Le dispute sono grandi e gli uomini piccoli. E bisogna leggere ‘Il peso delle ombre’ – il bel libro di Casella, appena pubblicato da Gabriele Capelli (pp.192, 18 euro) – per averne conferma, pagina dopo pagina. Ottimo giornalista e ottimo alpinista, Casella ha affrontato con questo indispensabile bagaglio il doloroso e talvolta grottesco tema del falso nell’alpinismo, per distinguere tra bugie e calunnie, ma in particolare per interrogarsi sui meccanismi psichici e mentali insondabili di chi concepisce le prime, o sul dramma di chi è vittima delle seconde.

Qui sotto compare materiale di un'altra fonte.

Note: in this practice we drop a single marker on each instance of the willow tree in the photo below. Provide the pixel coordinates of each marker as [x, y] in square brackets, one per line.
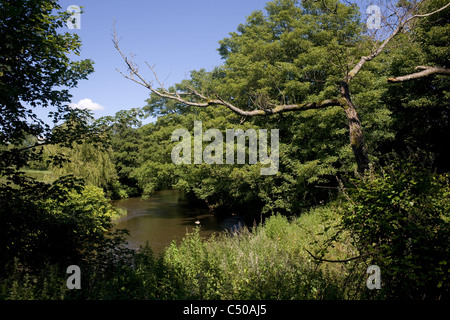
[296, 57]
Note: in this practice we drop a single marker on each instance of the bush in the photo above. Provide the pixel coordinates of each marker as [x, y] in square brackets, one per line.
[398, 216]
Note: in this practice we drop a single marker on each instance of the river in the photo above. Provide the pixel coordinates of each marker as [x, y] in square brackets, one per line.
[166, 216]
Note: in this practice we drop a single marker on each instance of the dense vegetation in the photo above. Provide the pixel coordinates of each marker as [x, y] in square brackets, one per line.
[323, 220]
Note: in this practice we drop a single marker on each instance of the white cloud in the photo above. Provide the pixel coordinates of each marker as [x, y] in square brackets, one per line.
[86, 104]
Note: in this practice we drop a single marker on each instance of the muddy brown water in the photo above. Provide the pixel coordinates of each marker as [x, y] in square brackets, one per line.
[167, 216]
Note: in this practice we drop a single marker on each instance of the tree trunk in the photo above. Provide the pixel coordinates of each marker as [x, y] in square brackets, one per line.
[355, 130]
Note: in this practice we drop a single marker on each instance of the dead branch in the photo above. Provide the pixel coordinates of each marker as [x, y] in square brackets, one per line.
[401, 24]
[426, 71]
[204, 101]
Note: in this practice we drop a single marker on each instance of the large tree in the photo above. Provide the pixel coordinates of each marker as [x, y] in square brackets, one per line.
[296, 57]
[36, 72]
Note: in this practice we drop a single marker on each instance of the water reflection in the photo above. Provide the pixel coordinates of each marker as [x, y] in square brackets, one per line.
[166, 216]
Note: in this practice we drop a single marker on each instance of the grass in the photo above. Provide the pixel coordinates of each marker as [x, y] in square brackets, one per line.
[269, 261]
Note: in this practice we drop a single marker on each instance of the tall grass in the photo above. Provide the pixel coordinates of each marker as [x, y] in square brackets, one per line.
[269, 261]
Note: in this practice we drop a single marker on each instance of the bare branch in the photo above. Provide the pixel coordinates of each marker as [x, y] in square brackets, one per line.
[403, 22]
[268, 108]
[426, 71]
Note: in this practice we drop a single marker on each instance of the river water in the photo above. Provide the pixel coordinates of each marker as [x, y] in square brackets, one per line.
[166, 216]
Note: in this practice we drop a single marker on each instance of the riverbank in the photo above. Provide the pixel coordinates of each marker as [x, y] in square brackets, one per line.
[167, 216]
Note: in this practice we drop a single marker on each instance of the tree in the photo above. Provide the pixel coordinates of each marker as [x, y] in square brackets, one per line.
[36, 71]
[62, 222]
[398, 216]
[264, 76]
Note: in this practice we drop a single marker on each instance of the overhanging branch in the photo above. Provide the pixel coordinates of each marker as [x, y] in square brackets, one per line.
[426, 71]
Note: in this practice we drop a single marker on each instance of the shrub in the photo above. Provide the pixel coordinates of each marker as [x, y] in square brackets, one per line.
[398, 216]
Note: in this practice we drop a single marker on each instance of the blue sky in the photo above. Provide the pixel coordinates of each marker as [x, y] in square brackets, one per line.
[176, 36]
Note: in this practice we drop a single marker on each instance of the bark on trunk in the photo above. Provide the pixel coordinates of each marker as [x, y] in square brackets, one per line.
[355, 130]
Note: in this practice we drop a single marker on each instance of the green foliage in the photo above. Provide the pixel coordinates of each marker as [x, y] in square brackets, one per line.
[420, 108]
[86, 161]
[62, 223]
[399, 217]
[35, 71]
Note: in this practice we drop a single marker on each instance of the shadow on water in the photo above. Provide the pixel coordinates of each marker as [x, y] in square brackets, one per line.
[167, 216]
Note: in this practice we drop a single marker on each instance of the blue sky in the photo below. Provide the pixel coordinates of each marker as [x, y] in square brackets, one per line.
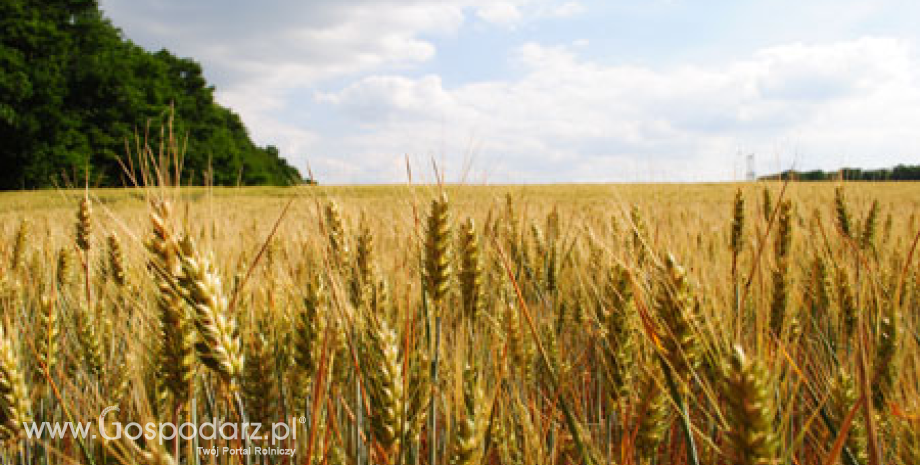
[555, 90]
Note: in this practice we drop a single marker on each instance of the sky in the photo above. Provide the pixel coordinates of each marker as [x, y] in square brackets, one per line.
[539, 91]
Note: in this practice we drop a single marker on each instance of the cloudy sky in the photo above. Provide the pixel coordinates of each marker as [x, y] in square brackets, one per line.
[555, 90]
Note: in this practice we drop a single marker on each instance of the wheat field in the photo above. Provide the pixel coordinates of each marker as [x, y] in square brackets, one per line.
[750, 324]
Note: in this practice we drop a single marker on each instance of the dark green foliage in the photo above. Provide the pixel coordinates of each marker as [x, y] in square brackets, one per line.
[898, 173]
[73, 90]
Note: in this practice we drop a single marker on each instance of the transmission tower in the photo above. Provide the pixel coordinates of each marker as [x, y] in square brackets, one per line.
[751, 174]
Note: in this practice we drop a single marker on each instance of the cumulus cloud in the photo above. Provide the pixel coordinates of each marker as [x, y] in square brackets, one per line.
[571, 119]
[344, 84]
[259, 54]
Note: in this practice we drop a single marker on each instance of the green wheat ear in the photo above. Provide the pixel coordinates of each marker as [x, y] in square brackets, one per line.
[437, 252]
[84, 224]
[14, 396]
[749, 411]
[470, 271]
[218, 344]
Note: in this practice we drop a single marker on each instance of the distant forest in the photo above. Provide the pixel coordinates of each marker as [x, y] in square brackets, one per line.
[73, 89]
[898, 173]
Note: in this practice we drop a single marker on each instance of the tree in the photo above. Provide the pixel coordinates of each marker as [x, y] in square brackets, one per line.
[73, 90]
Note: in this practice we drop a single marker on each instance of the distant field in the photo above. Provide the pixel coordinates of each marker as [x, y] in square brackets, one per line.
[565, 324]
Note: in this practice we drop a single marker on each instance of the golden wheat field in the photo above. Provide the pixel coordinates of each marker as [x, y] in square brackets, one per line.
[750, 324]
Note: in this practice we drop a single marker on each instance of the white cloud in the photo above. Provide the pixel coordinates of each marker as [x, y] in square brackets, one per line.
[505, 13]
[569, 119]
[259, 55]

Un lavoro improbo, non tanto per l’abbondanza di materia fornita da due secoli e rotti di storia alpinistica, ma proprio per una peculiarità dell’alpinismo, quella cioè di non essere attività "misurabile" al pari di altre prestazioni sportive, di essere praticato il più delle volte lontano, lontanissimo da ogni possibile punto di osservazione e giudizio, e soprattutto di alimentare nei propri praticanti-adepti un pregiudizio di nobiltà su di sé, un qualcosa che li distinguerebbe dal resto dell’umanità osservata dall’alto di una vetta.

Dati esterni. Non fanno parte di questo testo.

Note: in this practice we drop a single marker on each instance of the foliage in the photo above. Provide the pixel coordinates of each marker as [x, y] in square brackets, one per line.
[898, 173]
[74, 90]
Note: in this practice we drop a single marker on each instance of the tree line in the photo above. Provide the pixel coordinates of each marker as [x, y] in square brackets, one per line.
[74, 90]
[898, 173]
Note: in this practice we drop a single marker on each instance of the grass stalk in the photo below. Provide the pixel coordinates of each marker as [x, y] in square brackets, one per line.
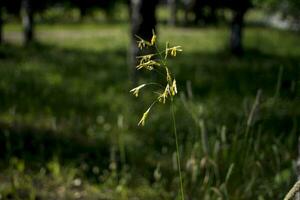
[177, 151]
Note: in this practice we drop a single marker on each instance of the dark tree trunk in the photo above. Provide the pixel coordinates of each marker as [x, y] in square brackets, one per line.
[1, 24]
[298, 168]
[173, 12]
[236, 37]
[28, 21]
[143, 21]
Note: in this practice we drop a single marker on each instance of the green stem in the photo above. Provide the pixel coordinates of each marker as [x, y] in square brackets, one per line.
[177, 150]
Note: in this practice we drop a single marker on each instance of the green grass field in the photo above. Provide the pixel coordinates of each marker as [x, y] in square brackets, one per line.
[69, 125]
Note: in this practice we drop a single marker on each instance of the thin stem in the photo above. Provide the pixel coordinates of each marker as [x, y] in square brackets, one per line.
[177, 150]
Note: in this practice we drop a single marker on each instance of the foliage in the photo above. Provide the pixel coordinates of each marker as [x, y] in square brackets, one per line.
[66, 115]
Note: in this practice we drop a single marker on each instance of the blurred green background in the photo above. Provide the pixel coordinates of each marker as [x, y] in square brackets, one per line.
[68, 124]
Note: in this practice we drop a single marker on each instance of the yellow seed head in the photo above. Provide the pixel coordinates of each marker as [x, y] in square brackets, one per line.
[142, 121]
[136, 90]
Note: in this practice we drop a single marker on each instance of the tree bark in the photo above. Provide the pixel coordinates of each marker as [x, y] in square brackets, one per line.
[236, 37]
[173, 12]
[1, 24]
[28, 21]
[143, 21]
[298, 168]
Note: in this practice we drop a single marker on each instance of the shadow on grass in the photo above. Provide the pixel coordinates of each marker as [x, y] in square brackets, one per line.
[79, 85]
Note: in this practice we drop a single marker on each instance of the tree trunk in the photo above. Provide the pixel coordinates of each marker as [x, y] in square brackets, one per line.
[28, 21]
[298, 168]
[236, 38]
[1, 24]
[173, 12]
[143, 21]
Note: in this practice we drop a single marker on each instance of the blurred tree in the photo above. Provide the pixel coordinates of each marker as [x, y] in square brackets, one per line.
[173, 12]
[236, 36]
[1, 23]
[298, 167]
[28, 20]
[143, 21]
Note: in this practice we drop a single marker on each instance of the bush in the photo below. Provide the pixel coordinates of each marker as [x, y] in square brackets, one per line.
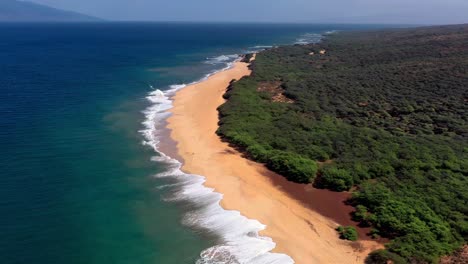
[335, 179]
[293, 167]
[348, 233]
[383, 257]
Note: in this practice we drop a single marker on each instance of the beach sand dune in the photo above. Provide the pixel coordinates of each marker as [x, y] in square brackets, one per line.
[248, 187]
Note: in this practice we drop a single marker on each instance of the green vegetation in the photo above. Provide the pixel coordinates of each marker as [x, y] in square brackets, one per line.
[347, 232]
[383, 112]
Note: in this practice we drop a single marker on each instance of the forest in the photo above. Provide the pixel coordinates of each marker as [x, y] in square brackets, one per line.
[382, 114]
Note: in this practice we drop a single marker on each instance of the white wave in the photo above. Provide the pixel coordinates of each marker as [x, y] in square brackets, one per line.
[262, 47]
[240, 242]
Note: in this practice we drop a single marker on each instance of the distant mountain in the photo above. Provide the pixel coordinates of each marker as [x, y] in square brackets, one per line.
[23, 11]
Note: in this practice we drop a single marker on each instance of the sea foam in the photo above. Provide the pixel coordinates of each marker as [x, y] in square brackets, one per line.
[239, 240]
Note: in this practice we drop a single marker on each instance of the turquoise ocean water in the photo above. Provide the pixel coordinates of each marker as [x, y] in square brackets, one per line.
[80, 177]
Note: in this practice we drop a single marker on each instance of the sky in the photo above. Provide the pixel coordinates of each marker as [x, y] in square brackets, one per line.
[323, 11]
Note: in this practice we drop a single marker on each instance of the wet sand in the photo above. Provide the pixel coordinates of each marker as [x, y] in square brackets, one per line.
[300, 219]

Tra i primi tentativi di salire il Monte Bianco, alla deriva perversa imboccata dalla commercializzazione degli Ottomila, si potrebbero narrare una infinità di storie. Casella ne ha scelte alcune, le più emblematiche, a suo giudizio. Alcuni casi, dibattuti sino all’indecenza, come quello della prima salita al Cerro Torre, che un novantenne Cesare Maestri continua a giurare di aver compiuto, e che sempre meno persone sono disposte ad attribuirgli. Altri meno noti, ma con uguale devastante effetto su chi ne è stato protagonista: dai dubbi avanzati sulle formidabili solitarie di Tomo Cesen sulle più difficili e inviolate pareti himalayane (dallo Jannu al Lhotse), alle riserve espresse a suo tempo sulla velocissima salita solitaria di Ueli Steck sulla sud dell’Annapurna, alle infanganti accuse a Reinhold Messner di avere abbandonato il fratello, di fatto uccidendolo, nella disperata discesa dal Nanga Parbat, nel 1970.

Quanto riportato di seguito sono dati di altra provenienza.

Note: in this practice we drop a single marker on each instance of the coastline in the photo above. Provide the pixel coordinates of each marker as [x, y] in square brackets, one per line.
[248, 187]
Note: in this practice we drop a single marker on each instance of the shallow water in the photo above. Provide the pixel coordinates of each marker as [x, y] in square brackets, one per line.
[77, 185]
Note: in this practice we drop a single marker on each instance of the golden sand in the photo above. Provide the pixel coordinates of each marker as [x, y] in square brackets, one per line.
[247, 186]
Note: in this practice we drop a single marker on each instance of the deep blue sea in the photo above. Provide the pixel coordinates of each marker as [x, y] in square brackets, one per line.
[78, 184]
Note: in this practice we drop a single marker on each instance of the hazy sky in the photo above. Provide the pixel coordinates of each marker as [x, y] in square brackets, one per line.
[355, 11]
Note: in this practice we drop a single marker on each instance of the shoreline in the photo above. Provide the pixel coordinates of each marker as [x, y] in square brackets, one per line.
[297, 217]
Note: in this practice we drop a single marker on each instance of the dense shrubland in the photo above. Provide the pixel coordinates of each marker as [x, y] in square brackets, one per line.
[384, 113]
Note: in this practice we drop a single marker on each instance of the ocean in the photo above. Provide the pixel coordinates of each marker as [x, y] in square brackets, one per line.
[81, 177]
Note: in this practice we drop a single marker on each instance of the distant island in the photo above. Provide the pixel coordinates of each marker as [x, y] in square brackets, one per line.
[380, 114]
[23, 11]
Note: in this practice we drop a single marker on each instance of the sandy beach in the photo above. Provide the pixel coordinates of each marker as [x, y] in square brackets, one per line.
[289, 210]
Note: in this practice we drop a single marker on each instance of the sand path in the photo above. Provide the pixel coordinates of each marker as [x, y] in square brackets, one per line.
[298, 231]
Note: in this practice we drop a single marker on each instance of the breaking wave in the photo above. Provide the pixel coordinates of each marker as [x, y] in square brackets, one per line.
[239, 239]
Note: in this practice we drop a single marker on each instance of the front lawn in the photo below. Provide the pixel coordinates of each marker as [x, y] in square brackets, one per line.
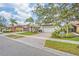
[73, 39]
[66, 47]
[14, 36]
[28, 33]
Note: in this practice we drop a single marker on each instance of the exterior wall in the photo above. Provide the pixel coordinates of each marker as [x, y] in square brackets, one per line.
[19, 29]
[47, 28]
[77, 29]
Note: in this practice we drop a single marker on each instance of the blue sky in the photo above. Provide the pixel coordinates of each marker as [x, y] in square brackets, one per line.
[18, 11]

In un ambiente comunque competitivo, condizionato dalla relazione "atleta"-sponsor, e vittima a sua volta dell’impazzimento in tempo reale della comunicazione via social media, quale è da tempo l’alpinismo di punta, bugie conclamate, come quella dell’austriaco Christian Stangl, che si attribuì una salita al K2 non compiuta (per dirne una), hanno certamente concorso a confondere il giudizio: una verità "aggiustata" è già una bugia? Una ricostruzione lacunosa un’invenzione? Una omissione una menzogna? Un dubbio legittimo una diffamazione?
Citando i più bei nomi dell’alpinismo mondiale da oltre un secolo a questa parte, Casella reinterpreta questi interrogativi, accompagnandosi a una accurata ricostruzione dei fatti. Ma il suo merito maggiore è quello di avere evitato il piglio del giornalista d’inchiesta, preferendovi l’attenzione (e talvolta un’addolorata vicinanza) ai meccanismi psicologici, alle implicazioni esistenziali dei personaggi di questo dramma. Non deve essere stato facile: per chi ancora crede nell’uomo, condividendone nel suo caso una passione totalizzante come può essere l’alpinismo, ogni smentita, ogni "tradimento" è una ferita, la cui cura impegna più della salita più difficile.